In contemporary life, the silicon-based tools that business, research, and social interaction depend on carry such mixes with them. Their complex and intricate nature means the actual functioning of algorithms, calculations, and processing devices is opaque to nearly all of us. We also depend on them in hundreds of ways as Pedro Domingos (The Master Algorithm) so eloquently points out. That combination of dependence and invisibility means a high degree of trust is required. Not abstractly, but directly, personally, by each of us.

Consider the recent news about Charlsie Agro and her sister Carly, identical twins, who submitted their DNA to five different testing businesses and received five different profile answers. The magic of sending in a bit of your DNA and having a scientific wizard read your crystal ball has been jostled just a little by this smart and practical experiment. While the results do not undermine the science of DNA testing per se, the conflicting results suggest that we should temper our confidence in consumer level DNA testing.

In that case, the answer is that the science requires interpretation, the algorithms used are tuned uniquely to the companies that own and maintain them, and variability enters the equation. We don’t trust only what is perfect or we would trust nothing. However, trust does require consistency, transparency, and by extension must be something we understand.

A recent Time article by Roger McNamee, one of Facebook founder Mark Zuckerberg’s mentors, complements these considerations. Where we cannot all understand or engage with the details of a function, some form of regulation that serves the public interest is needed. We cannot all test the food that enters our home for heavy metals or poisons, so we have a food regulation system that does it for us. The same is true of the water that comes out of our faucets. I took a drink this morning without a second thought because I trust the water supply regulations that are operative in my city.
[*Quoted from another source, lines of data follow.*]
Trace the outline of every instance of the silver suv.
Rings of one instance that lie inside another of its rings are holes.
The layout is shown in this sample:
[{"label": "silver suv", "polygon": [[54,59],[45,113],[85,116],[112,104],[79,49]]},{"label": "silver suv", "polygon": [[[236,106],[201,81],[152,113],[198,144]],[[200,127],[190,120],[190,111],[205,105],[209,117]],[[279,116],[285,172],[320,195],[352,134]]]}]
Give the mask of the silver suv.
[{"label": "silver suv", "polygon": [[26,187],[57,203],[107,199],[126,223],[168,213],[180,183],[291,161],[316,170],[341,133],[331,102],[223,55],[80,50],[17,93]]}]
McNamee calls for, among other things, regulation of algorithms that have significant public impact. We need to know which applications of scientific and computational capability are toxic to us personally or collectively, and which ones are good for us. For now, our trust in the machines is premised on the traditional regulation of the organizations that develop, own and control them. They have provided so much usefulness that the issue of their bigger systemic effects gets less attention.
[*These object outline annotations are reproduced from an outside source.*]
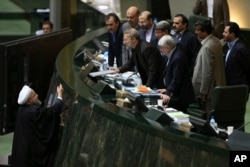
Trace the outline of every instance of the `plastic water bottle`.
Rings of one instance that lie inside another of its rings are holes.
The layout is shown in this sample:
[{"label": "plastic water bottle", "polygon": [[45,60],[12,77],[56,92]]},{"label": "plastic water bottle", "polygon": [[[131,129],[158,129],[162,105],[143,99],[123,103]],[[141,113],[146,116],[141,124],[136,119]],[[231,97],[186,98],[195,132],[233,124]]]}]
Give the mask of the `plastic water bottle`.
[{"label": "plastic water bottle", "polygon": [[103,60],[102,70],[103,70],[103,71],[108,70],[108,63],[107,63],[107,60],[106,60],[106,59]]},{"label": "plastic water bottle", "polygon": [[215,122],[214,116],[211,116],[209,124],[215,131],[217,131],[217,123]]},{"label": "plastic water bottle", "polygon": [[108,58],[109,58],[109,52],[106,51],[103,53],[104,59],[106,60],[106,62],[108,62]]}]

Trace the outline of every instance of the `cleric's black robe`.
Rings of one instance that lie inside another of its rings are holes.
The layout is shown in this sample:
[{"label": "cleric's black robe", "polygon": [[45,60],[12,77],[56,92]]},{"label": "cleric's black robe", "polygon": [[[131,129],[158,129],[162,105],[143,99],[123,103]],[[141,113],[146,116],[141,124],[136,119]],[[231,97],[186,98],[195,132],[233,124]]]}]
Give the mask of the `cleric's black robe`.
[{"label": "cleric's black robe", "polygon": [[22,105],[18,109],[12,146],[12,167],[50,167],[58,145],[63,101],[49,108]]}]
We will doubtless see more cases of abuses and distortions that are costly to real people. These stories are essential. There are important benefits we all realize through various tools like DNA testing and optimizing algorithms that help us navigate around emerging traffic jams. But the potential of the tools to truly solve problems can be tainted when they are applied to less noble ends: giving powerful people a means to shrewdly take more from the weak, harvesting our family history curiosity by coaxing DNA from us that in turn becomes a data asset they can benefit from without us, and using our family and friend networks like a massive Amway promotional channel where we don’t even get the lousy cleaning spray.

The unwitting lessons we are learning is that scaling by means of the powerful tools of science means that the perennial dilemmas of sorting out the beneficial from the harmful take on new potency. It’s as if we have, through these powerful tools, added an exponent to our organizing – helping2 or harming2. We will need to deliberate together what that potency means socially and even how it may change our conception of what it means to be human. Evaluating harm and benefit will hinge on our collective sense of human value, debates that have been sparked by people like Gifford lecturer, J. Wentzel  van Huysteen and carried on in places like Wycliffe College.

It will be up to us to be alert, creative, and inventive in curling that power back on itself to see what happens – conjuring up new versions of the identical twin DNA test just to keep the game honest.